Ловко перебирая пальчиками, карлик поднимал рубашку, словно занавес. И стоявший за Эмили мужчина одобрительно хмыкнул.

Вот показались узкие щиколотки, тяжеловатые голени с треугольниками коленных чашечек, широкие бедра…

— Поторопись, — велел мужчина, слегка надавливая на гладкий живот.

Эмили смотрела в потолок. У нее немного затекла шея. Кажется.

А карлик не удержался, ущипнул-таки за грудь и мерзко захихикал. Но он всегда такой. Эмили уже привыкла.

Привыкла? Когда?

И к чему?

Мужчина в очках и черном плаще опереточного злодея, принялся сгибать и разгибать пальцы Эмили, после чего занялся ладонями и ступнями. Карлик же, намотав волосы на руку, заставлял девушку то наклонять, то задирать голову. Затем, вооружившись извилистым рогом, он заглянул в оба уха, в нос и в рот, после чего сказал:

— Работает.

Его компаньон отрицательно покачал головой и указал на стол. Тотчас появился пояс с набором инструментов.

— Положи ее.

Карлик снова потянул за волосы, заставив Эмили лечь ничком.

— Ну и тупые же они…

— Зато послушные. Посвети, не могу нащупать. А вот, есть. Сейчас мы все поправим, дорогая моя… сейчас…
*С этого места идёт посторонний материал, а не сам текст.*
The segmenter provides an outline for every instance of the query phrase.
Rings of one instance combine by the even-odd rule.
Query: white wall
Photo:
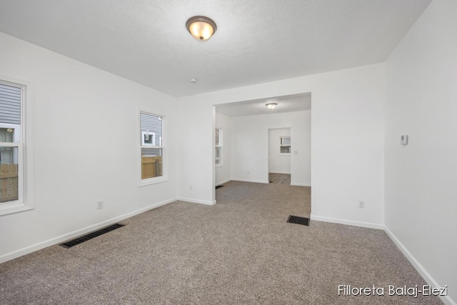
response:
[[[386,124],[386,226],[426,270],[426,277],[439,286],[448,286],[453,300],[457,300],[456,12],[455,0],[432,1],[389,57]],[[401,146],[400,135],[405,134],[409,144]]]
[[[180,134],[180,145],[199,148],[180,150],[180,196],[214,202],[213,105],[311,92],[311,218],[381,228],[384,68],[373,64],[179,98],[179,120],[191,126]],[[232,178],[243,178],[235,174]],[[365,209],[358,207],[359,200],[365,201]]]
[[[216,168],[216,185],[231,179],[231,124],[230,117],[216,113],[216,128],[222,129],[222,166]]]
[[[290,157],[291,184],[309,186],[310,111],[232,118],[232,179],[268,183],[268,129],[285,126],[298,151]]]
[[[309,132],[311,134],[311,121],[309,120]],[[268,172],[276,174],[291,174],[291,155],[281,153],[281,138],[291,136],[290,128],[275,128],[268,130]],[[309,155],[311,156],[311,141],[309,143]],[[311,169],[311,159],[309,160]],[[311,181],[311,172],[309,173]]]
[[[2,33],[0,46],[0,78],[32,84],[35,190],[34,209],[0,217],[0,261],[176,196],[173,141],[169,181],[137,186],[137,109],[176,139],[175,98]]]

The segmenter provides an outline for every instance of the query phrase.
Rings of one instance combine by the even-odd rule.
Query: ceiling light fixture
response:
[[[278,104],[276,103],[268,103],[265,104],[265,106],[266,106],[268,109],[274,109],[274,107],[276,107],[276,105],[278,105]]]
[[[216,23],[208,17],[195,16],[186,22],[189,33],[201,41],[209,39],[216,32]]]

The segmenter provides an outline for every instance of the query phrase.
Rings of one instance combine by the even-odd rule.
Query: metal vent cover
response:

Золотой ключик вошел в крохотное отверстие в основании черепа и трижды повернулся. Раздался тихий щелчок. Карлик поднял крышку черепа и плюхнул на стол, а человек в очках склонился над паутиной из проволоки, под которой просматривалась сложная конструкция из пружин, крохотных шестеренок и стеклянных патрубков с бурой жидкостью.

После тщательного осмотра мужчина добавил несколько капель масла в резервуар у основания черепа, а затем достал из саквояжа второй ключ, длинный и прозрачный. Он с хрустом вошел в позвоночник, заставив куклу вздрогнуть. Поворачивался ключ туго, взводимая пружина громко скрежетала, а мужчина, вслух считавший повороты, то и дело останавливался для отдыха. На сороковом он, смахнув пот со лба, сказал:

— Дня на три должно хватить. Потом повторим.
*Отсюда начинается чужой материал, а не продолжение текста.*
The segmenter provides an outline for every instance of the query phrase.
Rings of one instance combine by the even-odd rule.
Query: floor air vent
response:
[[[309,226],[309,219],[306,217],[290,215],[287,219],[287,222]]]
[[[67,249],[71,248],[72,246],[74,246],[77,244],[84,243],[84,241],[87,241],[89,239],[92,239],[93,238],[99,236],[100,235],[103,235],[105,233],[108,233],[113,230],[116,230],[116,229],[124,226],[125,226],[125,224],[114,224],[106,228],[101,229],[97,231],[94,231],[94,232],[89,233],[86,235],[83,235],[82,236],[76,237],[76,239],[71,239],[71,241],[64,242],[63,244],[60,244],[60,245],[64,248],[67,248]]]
Карлик помог вернуть крышку черепа на место и одеть девушку. Заботливо завязав чепец, он достал из кармана брошь в виде золотой цапли с бирюзовым глазом и вложил в ладонь Эмили.
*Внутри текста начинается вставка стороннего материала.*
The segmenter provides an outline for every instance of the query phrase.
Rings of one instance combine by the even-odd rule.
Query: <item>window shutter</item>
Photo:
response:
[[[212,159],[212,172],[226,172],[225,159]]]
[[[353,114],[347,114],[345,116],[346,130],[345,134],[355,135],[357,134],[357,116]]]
— Слушай, а если она такая тупая, то как его найдет? — спросил он, выпроводив девушку из комнаты.

— Никак. Сам найдет. Голубок и горлица никогда не ссорятся.

Эмили проснулась очень рано. Она чувствовала себя бодрой и странно-счастливой. Правда она совсем не помнила, как оказалась в этом доме и откуда взялась чудесная брошь-птица — наверное, подарок. Точно подарок! И расставаться с ним никак нельзя.

С домом, впрочем, тоже. Во всяком случае, надолго.